Días atrás, vivimos un altercado entre los líderes parlamentarios de Morena. Adán Augusto López y Ricardo Monreal se dieron con todo; es el primer síntoma del poder hegemónico y su descomposición política.
Podemos dar múltiples lecturas al intercambio de acusaciones; lo cierto es que dos “perros de rancho” se enfrentaron. Es oportuno aclarar que la expresión no es peyorativa. En las comunidades rurales de Nuevo León, se usa la frase: “me tratas como perro de rancho”, la cual se completa diciendo: “me amarras cuando hay fiesta y me sueltas cuando hay pleito”.
Adán y Ricardo son operadores políticos curtidos en la trinchera. Un gran elogio sería decirles que son “perros bravos de rancho”. La interrogante es si el dueño los soltó o se soltaron solos. ¿El expresidente aún controla al otro López?
Fue Adán quien lanzó el primer ataque, que pretendía ser aniquilador; sin embargo, topó por el cuero duro y colmillo retorcido del zacatecano, quien pareciera juega su propio partido y no bajo las órdenes de alguien más.
El sábado pasado, en una reunión con amigos entrañables, que además son buenos analistas políticos, escuché decir que la hegemonía de Morena duraría al menos tres generaciones. Mi respuesta fue que no, a lo mucho una, y pasada.
¿Respondí por preferencias antimorenistas, porque así lo deseo, o porque quisiera mayor competencia política? No.
Mi respuesta responde al poco conocimiento histórico con el que cuento sobre la vida política en México.
El peor error de Morena ha sido aniquilar a la oposición, dejarla en calidad de inútil políticamente hablando, sin capacidad para negociar o ser comparsa en momentos cuando la política lo demande.

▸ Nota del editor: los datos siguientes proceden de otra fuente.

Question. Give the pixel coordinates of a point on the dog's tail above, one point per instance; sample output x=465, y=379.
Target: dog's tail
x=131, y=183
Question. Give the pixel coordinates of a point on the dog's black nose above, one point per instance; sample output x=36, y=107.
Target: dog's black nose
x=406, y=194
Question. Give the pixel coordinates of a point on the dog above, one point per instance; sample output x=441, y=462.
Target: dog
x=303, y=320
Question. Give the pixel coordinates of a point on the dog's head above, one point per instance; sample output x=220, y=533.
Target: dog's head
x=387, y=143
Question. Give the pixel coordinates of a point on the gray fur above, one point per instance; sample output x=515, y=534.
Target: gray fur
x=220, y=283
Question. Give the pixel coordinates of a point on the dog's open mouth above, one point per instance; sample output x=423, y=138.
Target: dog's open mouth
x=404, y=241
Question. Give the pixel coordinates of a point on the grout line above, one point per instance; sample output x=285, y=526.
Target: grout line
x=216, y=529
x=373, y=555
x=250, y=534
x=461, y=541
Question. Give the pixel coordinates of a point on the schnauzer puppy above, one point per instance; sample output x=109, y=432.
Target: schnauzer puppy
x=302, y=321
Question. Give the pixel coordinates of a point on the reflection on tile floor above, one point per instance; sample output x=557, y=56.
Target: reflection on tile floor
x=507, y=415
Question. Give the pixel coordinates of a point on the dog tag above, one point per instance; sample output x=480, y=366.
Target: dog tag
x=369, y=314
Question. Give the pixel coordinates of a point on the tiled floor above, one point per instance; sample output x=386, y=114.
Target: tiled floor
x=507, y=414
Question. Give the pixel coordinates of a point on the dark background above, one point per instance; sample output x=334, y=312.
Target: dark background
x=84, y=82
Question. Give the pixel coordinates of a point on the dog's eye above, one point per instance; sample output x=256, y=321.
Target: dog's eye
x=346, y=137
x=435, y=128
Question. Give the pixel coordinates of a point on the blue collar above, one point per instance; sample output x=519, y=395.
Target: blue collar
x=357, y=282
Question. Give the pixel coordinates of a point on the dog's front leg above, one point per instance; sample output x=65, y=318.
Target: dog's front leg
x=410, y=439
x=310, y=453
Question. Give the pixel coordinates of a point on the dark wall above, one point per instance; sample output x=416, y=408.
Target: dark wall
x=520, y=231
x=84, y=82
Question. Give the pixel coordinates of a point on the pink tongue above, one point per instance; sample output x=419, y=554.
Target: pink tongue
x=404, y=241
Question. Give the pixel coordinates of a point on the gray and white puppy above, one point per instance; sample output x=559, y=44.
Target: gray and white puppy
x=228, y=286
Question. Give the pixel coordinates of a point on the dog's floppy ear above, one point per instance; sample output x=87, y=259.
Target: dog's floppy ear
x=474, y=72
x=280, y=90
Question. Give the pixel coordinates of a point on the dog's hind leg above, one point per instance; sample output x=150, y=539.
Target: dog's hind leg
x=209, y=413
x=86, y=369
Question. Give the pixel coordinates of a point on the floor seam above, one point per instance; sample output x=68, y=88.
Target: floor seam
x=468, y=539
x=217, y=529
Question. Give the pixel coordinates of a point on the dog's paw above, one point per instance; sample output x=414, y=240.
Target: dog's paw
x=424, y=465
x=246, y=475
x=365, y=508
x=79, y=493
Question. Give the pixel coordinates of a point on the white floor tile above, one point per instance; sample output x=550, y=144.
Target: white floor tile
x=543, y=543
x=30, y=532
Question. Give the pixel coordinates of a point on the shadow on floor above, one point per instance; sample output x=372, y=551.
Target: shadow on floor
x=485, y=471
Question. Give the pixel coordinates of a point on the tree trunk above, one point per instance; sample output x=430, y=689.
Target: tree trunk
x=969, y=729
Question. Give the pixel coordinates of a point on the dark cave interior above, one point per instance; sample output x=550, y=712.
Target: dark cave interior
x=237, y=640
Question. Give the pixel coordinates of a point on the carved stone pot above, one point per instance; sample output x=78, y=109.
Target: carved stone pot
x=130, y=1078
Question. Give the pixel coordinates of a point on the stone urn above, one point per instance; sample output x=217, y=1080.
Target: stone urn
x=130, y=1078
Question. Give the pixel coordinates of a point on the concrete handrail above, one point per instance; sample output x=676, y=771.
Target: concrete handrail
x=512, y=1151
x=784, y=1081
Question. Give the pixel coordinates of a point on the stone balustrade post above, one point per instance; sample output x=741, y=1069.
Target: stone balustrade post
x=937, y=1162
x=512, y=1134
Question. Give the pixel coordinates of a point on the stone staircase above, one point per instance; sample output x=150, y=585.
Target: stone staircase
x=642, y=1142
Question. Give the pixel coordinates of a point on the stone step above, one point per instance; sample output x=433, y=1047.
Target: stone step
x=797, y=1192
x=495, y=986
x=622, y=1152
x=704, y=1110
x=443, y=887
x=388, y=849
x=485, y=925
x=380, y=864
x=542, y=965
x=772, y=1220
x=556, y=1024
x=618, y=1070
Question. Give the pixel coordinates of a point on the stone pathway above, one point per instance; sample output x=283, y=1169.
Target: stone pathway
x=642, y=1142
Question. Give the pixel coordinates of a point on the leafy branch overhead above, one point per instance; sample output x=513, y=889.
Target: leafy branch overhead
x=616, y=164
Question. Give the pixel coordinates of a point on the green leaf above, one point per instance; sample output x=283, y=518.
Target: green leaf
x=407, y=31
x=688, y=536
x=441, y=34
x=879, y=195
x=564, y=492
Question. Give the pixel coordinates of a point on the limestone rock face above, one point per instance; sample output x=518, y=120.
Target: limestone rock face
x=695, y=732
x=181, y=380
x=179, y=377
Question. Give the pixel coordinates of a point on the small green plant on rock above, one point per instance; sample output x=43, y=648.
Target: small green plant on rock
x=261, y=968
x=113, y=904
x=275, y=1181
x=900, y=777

En México, actualmente no existe la oposición: no en número dentro del Poder Legislativo, no en el poder federalista de los estados y no en credibilidad entre la ciudadanía.
Para Morena sería ideal que hubiera un mínimo de oposición con la cual negociar; le ayudaría mucho para legitimarse en algunas decisiones difíciles y para hacerle el trabajo sucio cuando se requiera, como es el caso de los ataques de López a Monreal.
En 203 años de iniciada la transición de colonia a nación independiente y 200 años de vida constitucional, la falta de oposición ha provocado grandes crisis en los movimientos transformadores.
Agustín de Iturbide secuestra el poder político y, en un acto de reconciliación con los grupos, empodera a personajes disímbolos.
Esto le lleva a la caída. Pero vayamos atrás, en la insurgencia: las disputas internas entre Hidalgo y Allende, luego entre Morelos y Rayón, provocaron la muerte de los insurgentes, sobreviviendo sólo Rayón.
En el siglo XIX, luego de casi 45 años de disputas internas por el poder entre dos fracciones igual de poderosas, triunfa y queda sin oposición la fracción liberal, republicana y democrática. Las consecuencias son las mismas que actualmente en Morena: se resquebraja el grupo hegemónico, gana el poder unipersonal de Porfirio Díaz y gobierna con una fracción.
Años después, los perdedores se aglutinan y renacen en la Revolución Mexicana, un movimiento que, al triunfar y no tener enemigo enfrente, se agrieta en al menos dos grandes bandos que a su vez están fracturados: por un lado, los caudillos revolucionarios, y por el otro, los caciques con mayores luces políticas.
Al final de la Revolución, queda sólo en el escenario el PRI, que, luego de poco más de 40 años de hegemonía, se desmorona para dar vida a sus enterradores.
Si Morena quiere seguir en la hegemonía, provocará su autodestrucción. Sus aniquiladores saldrán desde sus entrañas, como ha sucedido siempre.